This is a dish that's meant to be easy and stress-free. After all, you deserve a break. I like to prepare it during the day while I'm working at home, but if you don't work from home, you can pull it together on a weekend day or even after you make dinner one weeknight. It will be ready for the next night's meal and all the better for its time in the fridge.
Part of what's so simple about this dish is the ingredients; there lots of substitution opportunities here. If you don't have nutmeg, for example, don't sweat it. You can even drop the cinnamon if you don't have any or it's not your thing, though cinnamon is a classic spice pairing for lamb. A half teaspoon of cumin, or even allspice, might be nice. As for the wine, substitute stock or even beer if you have to.
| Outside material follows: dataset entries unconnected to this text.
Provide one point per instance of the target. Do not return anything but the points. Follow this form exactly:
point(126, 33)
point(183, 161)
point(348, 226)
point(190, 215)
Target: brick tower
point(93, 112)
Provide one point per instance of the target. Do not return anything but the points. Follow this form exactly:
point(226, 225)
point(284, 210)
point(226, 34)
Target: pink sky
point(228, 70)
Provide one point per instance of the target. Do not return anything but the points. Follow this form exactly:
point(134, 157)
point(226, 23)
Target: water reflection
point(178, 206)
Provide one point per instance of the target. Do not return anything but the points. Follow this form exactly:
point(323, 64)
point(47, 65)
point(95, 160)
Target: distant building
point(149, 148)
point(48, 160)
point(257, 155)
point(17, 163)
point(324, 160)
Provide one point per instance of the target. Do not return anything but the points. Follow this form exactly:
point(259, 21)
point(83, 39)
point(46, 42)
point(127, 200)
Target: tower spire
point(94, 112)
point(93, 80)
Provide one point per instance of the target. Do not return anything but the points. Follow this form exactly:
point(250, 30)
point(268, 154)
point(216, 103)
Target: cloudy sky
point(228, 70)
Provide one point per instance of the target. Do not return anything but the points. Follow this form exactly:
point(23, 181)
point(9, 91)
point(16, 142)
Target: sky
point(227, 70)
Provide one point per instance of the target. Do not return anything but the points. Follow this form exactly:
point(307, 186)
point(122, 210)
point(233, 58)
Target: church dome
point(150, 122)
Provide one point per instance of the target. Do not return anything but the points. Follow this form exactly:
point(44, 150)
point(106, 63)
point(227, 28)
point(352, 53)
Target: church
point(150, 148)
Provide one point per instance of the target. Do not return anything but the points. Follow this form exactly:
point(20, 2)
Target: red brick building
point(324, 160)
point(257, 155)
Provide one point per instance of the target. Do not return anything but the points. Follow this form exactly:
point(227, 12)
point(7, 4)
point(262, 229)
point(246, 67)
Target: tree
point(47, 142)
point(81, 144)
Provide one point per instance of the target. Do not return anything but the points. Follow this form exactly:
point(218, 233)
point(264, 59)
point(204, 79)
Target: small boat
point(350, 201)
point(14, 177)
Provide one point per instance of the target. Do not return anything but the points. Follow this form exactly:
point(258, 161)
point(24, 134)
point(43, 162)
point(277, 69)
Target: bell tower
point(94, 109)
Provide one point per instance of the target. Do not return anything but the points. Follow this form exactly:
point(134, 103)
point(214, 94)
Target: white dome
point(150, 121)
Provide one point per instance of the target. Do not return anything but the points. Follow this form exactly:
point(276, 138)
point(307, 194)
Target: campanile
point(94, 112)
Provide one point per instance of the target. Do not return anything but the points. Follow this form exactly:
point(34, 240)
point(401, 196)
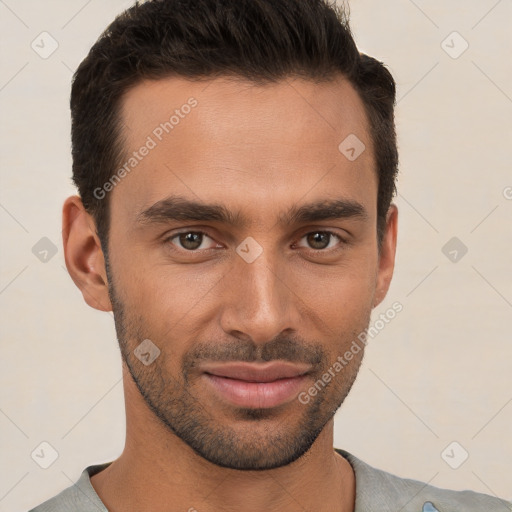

This same technique works for beef as well.
For this recipe, I took the concept of Marge Piercy's Cinnamon Lamb in her book, Pesach for the Rest of Us, and applied it to a stew since lamb is a favorite choice for slow-simmered dishes.
Simplest Cinnamon Lamb Stew
Serves 6 to 8
2 pounds boneless lamb shoulder (or other stew meat), cubed
1 1/2 teaspoons salt
1 teaspoon ground black pepper
1 teaspoon ground cinnamon
1/4 teaspoon ground nutmeg
2 tablespoons olive oil
1 medium onion, sliced thin
2 medium carrots, diced
2 whole celery stalks, diced
6 cloves garlic, minced
1 (28-ounce) can diced tomatoes
1 cup red wine
1 bay leaf
A few sprigs of parsley, chopped
Place the lamb in a glass bowl or baking dish and toss with the salt, pepper, cinnamon, and nutmeg. Cover and place in refrigerator for up to 24 hours if you have time, or continue making the recipe as below.
In a heavy saucepan or Dutch oven, heat the oil over medium heat and brown the pieces of lamb on all sides. Depending on the size of your pan, you may have to work in batches. When all of the meat is browned, add the onion, carrots, celery and garlic. Cook for about five minutes, stirring often, until vegetables start to soften. Add the tomatoes, wine and bay leaf, and stir.
When mixture begins to bubble, reduce the heat to low and cover. Cook for 2 hours, or until meat falls apart when tested with a fork.
Serve the stew on its own, or over couscous or rice. Garnish with chopped parsley.